Background: Neonatal therapy with a high concentration of oxygen (hyperoxia) is a known cause of bronchopulmonary dysplasia (BPD). BPD is characterized by increased pulmonary permeability and diffuse infiltration of various inflammatory cells. Disruption of the epithelial barrier may lead to altered pulmonary permeability and airways fluid accumulation. Mas receptor is a component of the renin angiotensin system and is the receptor for the protective endogenous peptide angiotensin 1-7. The activation of the Mas receptor was previously shown to have protective pulmonary responses. However, the effect of Mas receptor activation on epithelial barrier integrity has not been tested.

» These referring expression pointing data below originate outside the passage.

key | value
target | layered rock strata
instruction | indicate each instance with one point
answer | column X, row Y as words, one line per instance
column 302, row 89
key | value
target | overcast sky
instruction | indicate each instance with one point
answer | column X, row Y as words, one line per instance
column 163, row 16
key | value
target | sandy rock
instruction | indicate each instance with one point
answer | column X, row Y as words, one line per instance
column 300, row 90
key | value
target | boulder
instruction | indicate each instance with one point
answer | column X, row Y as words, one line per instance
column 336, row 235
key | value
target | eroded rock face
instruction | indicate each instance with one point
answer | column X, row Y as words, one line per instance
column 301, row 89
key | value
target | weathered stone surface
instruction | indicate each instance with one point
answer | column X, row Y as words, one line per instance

Objective: To determine the effects of hyperoxia with or without Mas receptor activation on epithelial cell barrier integrity.

Design/Methods: Human epithelial cell line A549 was cultured on transwell polycarbonate porous membrane to confluence and treated with 95% oxygen (hyperoxia) for 72 hours with or without the Mas receptor agonist (AVE0991), or the apoptotic inhibitors Z-VAD-FMK or aurintricarboxylic acid. The cells were then challenged with Rhodamine labeled bovine serum albumin (Rh-BSA) on one side of the membrane. Fluorescent quantitation of Rh-BSA (albumin flux) was performed on the media in the other side of the membrane 3 hours later and was compared with 21% oxygen (Normoxia) control group. A549 cells were also cultured with or without AVE0991 in hyperoxia or normoxia and used for nuclear fragmentation apoptosis assay using propidium iodide staining.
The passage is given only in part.